Filters are designed with specific back pressure at maximum rated flow based on the requirements of the transfer pump. They often come as a duplex unit with primary and secondary filter elements. The primary element typically has a 5 to 20 micron filter and the secondary element usually has 2 to 4 microns. The filter media is typically pleated paper or some other filter membrane, but there are also filters that can be disassembled and cleaned, with fine mesh metal screens

To design a cardboard Filter, four things must be known in advance:
Firstly, the power supplies are available.
Secondly, the frequencies need to be passed, and those that need to be rejected.

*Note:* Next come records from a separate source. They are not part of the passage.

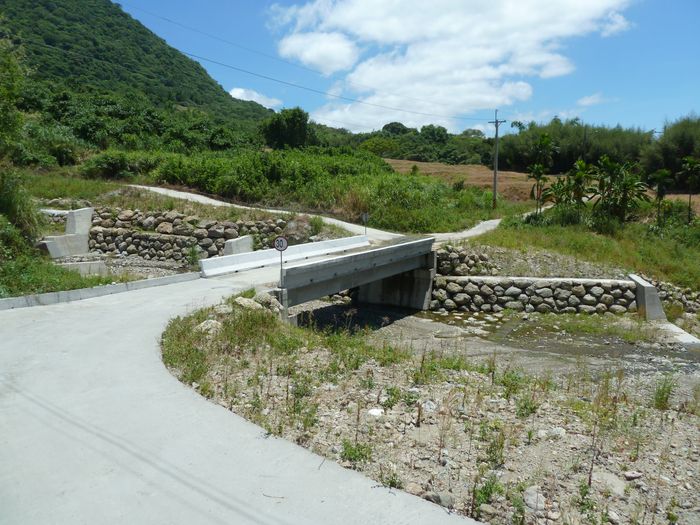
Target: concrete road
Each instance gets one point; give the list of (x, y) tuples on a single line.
[(95, 430), (356, 229)]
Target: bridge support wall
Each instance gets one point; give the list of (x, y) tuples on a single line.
[(411, 289)]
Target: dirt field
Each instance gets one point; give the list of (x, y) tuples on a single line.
[(513, 185), (684, 199)]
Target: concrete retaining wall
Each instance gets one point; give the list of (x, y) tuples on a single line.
[(493, 294)]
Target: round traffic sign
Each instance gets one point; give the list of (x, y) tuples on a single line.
[(281, 244)]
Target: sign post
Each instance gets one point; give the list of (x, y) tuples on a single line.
[(281, 244), (365, 218)]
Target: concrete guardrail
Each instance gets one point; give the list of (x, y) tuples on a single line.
[(245, 261)]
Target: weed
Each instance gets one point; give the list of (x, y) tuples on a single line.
[(662, 392), (394, 395), (585, 503), (429, 369), (525, 407), (355, 452), (484, 493), (495, 449), (512, 381), (391, 480)]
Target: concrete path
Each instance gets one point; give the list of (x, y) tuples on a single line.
[(94, 429), (356, 229)]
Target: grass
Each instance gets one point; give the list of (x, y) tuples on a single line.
[(34, 274), (632, 248), (65, 183), (662, 392)]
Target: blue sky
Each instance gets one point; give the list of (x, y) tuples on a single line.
[(629, 62)]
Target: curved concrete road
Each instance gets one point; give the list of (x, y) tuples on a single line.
[(373, 234), (94, 429)]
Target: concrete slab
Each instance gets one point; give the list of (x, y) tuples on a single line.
[(241, 245), (79, 221), (87, 267), (66, 245), (96, 430)]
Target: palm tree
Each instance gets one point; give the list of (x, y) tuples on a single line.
[(691, 169), (579, 181), (660, 182), (619, 188), (537, 191)]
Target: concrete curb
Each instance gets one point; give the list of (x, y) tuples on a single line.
[(44, 299)]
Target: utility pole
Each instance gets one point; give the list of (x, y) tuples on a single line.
[(497, 123)]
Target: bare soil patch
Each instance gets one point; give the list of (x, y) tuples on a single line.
[(562, 428), (512, 185)]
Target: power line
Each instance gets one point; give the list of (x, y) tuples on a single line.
[(266, 77), (325, 93), (267, 55), (497, 123)]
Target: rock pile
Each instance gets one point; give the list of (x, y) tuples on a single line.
[(452, 260), (493, 294), (170, 235)]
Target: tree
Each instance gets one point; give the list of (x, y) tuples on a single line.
[(288, 128), (619, 189), (434, 134), (579, 181), (395, 128), (691, 173), (381, 146), (11, 82), (537, 193)]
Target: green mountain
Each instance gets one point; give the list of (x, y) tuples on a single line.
[(92, 45)]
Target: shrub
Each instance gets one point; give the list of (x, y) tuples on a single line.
[(107, 165), (17, 205)]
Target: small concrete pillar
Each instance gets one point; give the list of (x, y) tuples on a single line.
[(648, 302), (79, 221)]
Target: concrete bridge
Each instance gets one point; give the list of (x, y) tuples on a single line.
[(400, 274)]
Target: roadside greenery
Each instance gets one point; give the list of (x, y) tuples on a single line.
[(24, 271), (672, 254), (339, 181)]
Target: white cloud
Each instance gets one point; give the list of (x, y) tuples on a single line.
[(616, 23), (443, 58), (326, 52), (591, 100), (251, 94)]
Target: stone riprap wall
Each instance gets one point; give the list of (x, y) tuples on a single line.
[(452, 260), (493, 294), (170, 235)]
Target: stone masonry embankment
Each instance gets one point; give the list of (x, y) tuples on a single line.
[(170, 235), (493, 294), (461, 261)]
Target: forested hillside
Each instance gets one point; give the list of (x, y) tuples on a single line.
[(92, 45)]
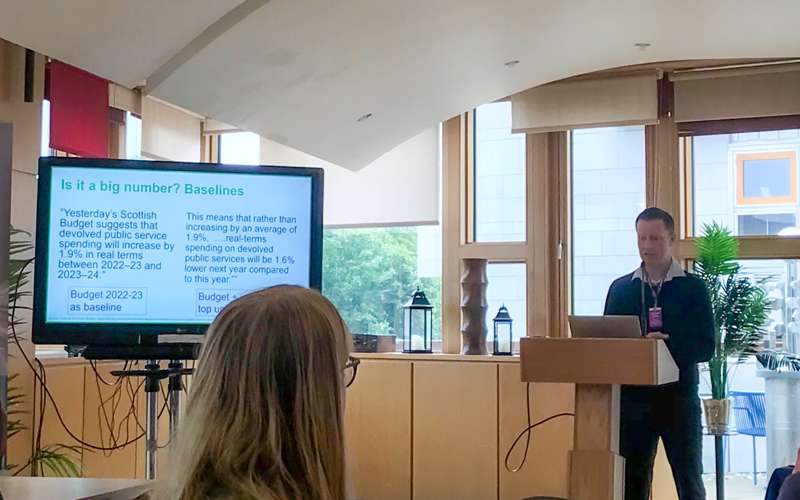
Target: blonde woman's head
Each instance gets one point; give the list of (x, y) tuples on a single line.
[(265, 413)]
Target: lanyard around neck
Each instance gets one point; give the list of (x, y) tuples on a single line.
[(655, 288)]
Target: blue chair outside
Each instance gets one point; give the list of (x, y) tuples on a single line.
[(750, 412)]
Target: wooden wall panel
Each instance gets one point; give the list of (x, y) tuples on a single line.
[(66, 384), (545, 470), (378, 429), (455, 430)]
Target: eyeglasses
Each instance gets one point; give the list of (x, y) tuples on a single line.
[(350, 370)]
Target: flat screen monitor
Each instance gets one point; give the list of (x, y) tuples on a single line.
[(127, 251)]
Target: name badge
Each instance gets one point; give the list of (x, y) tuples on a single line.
[(655, 319)]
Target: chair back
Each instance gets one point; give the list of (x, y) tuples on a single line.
[(750, 410)]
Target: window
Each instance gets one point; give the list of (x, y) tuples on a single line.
[(767, 224), (240, 148), (766, 178), (499, 176), (369, 274), (506, 287), (746, 182), (608, 192)]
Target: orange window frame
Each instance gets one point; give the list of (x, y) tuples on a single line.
[(741, 158)]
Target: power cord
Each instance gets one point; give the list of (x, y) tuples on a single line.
[(42, 381), (527, 431)]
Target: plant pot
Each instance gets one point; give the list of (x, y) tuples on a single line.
[(718, 415)]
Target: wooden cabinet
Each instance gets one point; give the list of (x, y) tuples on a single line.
[(378, 428), (455, 430)]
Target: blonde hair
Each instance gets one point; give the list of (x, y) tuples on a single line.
[(264, 418)]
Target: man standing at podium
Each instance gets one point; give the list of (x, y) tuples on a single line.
[(674, 306)]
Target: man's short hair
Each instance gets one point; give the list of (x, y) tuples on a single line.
[(655, 213)]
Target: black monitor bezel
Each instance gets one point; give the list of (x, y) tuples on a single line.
[(118, 334)]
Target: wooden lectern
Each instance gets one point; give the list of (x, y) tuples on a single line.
[(597, 367)]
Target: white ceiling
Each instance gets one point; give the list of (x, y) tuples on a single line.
[(301, 72)]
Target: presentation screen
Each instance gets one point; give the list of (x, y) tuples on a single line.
[(131, 249)]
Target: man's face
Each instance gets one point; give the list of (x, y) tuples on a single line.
[(655, 242)]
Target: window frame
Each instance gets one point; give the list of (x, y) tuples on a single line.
[(740, 158)]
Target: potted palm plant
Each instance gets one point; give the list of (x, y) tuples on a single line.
[(53, 459), (740, 309)]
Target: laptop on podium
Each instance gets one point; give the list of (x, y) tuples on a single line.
[(605, 327)]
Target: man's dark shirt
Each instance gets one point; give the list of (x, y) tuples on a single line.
[(686, 315)]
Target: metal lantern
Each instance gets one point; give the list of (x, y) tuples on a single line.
[(503, 337), (418, 324)]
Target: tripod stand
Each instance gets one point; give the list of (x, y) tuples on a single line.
[(153, 375)]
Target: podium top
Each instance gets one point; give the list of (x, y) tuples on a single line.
[(597, 361)]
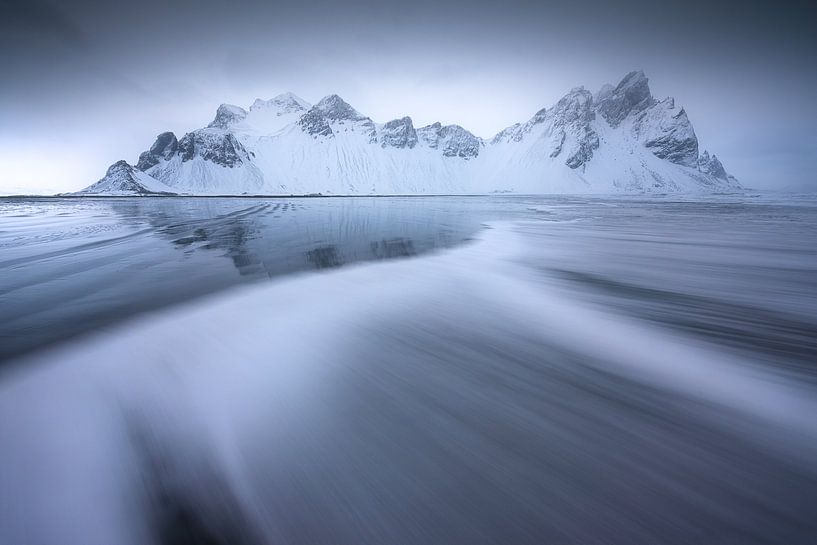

Thirdly, a transition frequency, the point at which the filter starts to work or a center frequency around which the filter is symmetrical.
Fourthly, an initial capacitor value—pick one somewhere from 100 pF for high frequencies to 0.1 µF for low frequencies is needed. If the resulting resistor values are too large or too small, pick another capacitor value.

As far as I’m concerned, what is more necessary in designing cardboard filter is a convenient working principle. If the working principle of the filter is not complex, the filter will be widely accepted in practical application areas.